Alrededor del fogón
o del brasero
Esta mañana leí En el principio fue el cuento, un artículo firmado por Pablo Zapata Lerga en El Correo de Bilbao. En su artículo, Pablo (quiero usar su nombre de pila porque después de leer su artículo siento que de conocernos alguna vez en un café podríamos llegar a ser amigos) afirma que en el arbor de los tiempos cuando los sabios se sentaron a pensar sobre los grandes temas, inventaron la filosofía; cuando el pueblo sencillo se puso a pensar sobre la vida, inventó el cuento.

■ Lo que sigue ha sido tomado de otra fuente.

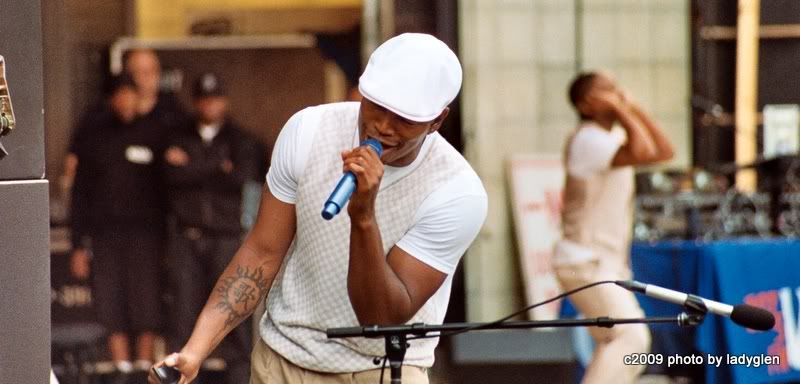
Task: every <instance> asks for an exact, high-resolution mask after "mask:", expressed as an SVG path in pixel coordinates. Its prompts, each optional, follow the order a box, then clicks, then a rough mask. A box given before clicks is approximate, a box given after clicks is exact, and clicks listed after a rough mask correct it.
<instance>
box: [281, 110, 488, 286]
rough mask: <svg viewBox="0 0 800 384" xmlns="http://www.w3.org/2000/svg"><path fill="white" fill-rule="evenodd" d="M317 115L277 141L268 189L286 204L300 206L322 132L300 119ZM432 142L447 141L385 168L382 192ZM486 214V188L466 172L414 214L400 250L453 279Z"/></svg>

Pablo continúa su artículo contándonos cómo al pedirles a personas desconocidas o a amigos que encontraba en su camino en diversos lugares del mundo que le contasen algún cuento tradicional de su comunidad o alguno que recordasen que se lo había contado su madre, su padre o alguno de sus abuelos o abuelas, innumerables veces podía reconocer en tales cuentos alguno de los que ya aparecían en El conde Lucanor, esa repilación de anécdotas (de cuentos) que circulaban en el saber popular de su entorno publicada hacia fines del primer tercio del siglo catorce 1335 por don Juan Manuel (1288 – 1348). A setecientos años de distancia, un recopilador que imitase en nuestros días la labor de Juan Manuel encontraría el mismo conjunto de anhelos, temores y advertencias.
Los cuentos se repiten, se citan, los unos a los otros. Son todos variaciones de un mismo relativamente pequeño conjunto de anhelos y de temores; fragmentos metafóricos de aquello que aspiramos alcanzar o de aquello de lo que queremos rehuir. En el fondo, como escribió Elvira Codulá en Alrededor del fogón y bajo las sábanas son todos variaciones de historias que incesantemente narramos públicamente a una relativamente amplia audiencia alrededor del fogón primordialmente con el fin de exaltar y celebrar una victoria o, por el contrario, lamentar una derrota o denunciar un abuso, por una parte; y las historias que susurramos en la intimidad bajo las sábanas con el fin de exorcizar el temor y el espanto, la culpa y la vergüenza de las pesadillas, por la otra.
Ya Borges lo había dicho de otra manera: son todos historias acerca de construir una ciudad o de destruirla; de defenderla o de atacarla. De uno u de otro modo habrá orgullo o soberbia; culpa o vergüenza.
Hace un par de días mi amigo Luis Henríquez me envió un cuento escrito por su primo Heriberto con el título El velorio. La trama transcurre así: Poco después del gran terremoto que asoló el Sur de Chile en 1960, un joven adolescente de quince años debe hacer un viaje desde su escuela hasta su casa en Purranque. Llueve intensamente (siempre llueve en el Sur) y debido al terremoto hay pocos servicios públicos de transporte disponibles y el adolescente sin nombre se encuentra perdido sin saber qué hacer en medio de tanta catástrofe hasta que inesperadamente recibe la ayuda de transporte en un camión bajo cuyo toldo un grupo de unas veinte personas se protegen precariamente del frío y de la lluvia con sus ponchos y mantos y se calientan alrededor de un brasero...
Pero no sólo se cuentan cuentos alrededor de este fogón improvisado y lo precario se transforma en fuente generosa de crecimiento. El camión transporta también el ataúd de un viejo que antes de fallecer había expresado su deseo de ser enterrado en Osorno, un poco más al sur que Purranque... De ahí el título del cuento: es un velorio ambulante. Es un velorio que literalmente transcurre a través de un camino.
De quince años, por supuesto que el adolescente (y narrador del cuento) está sorprendido. A esa edad, seguramente han sido todavía pocos los velorios a los que ha asistido; a esa edad todavía habrán sido pocas veces en las que se ha visto enfrentado a pensar de veras en la vida y en la muerte: a verle la cara a un muerto; a darle el pésame a una joven viuda.
El viaje desde su escuela cerrada por el terremoto hasta su casa en Purranque se transforma así en un viaje de aprendizaje... un paso desde la pasividad a la acción en la que al final, por circunstancias que dejo en suspenso, será el joven adolescente quien salve el día y resuelva un conflicto.
Como muchos otros cuentos, el cuento del primo Heriberto es una reescritura en el que sencilla, bella y magistralmente se rescata de una manera fresca una vez más la vieja idea del fogón (aquí un brasero) alrededor del cual los viejos transmiten su conocimiento de la vida (y de la muerte) a los jóvenes de la tribu, aquí al joven adolescente sin nombre.
Los sabios de la tribu hacen filosofía encerrados en sus habitaciones y eso está muy bien. Alrededor del fogón o de un brasero, los viejos cuentan historias de espanto y de miedo, de solaz, de valentía y de esperanza. Eso, creo, está mejor.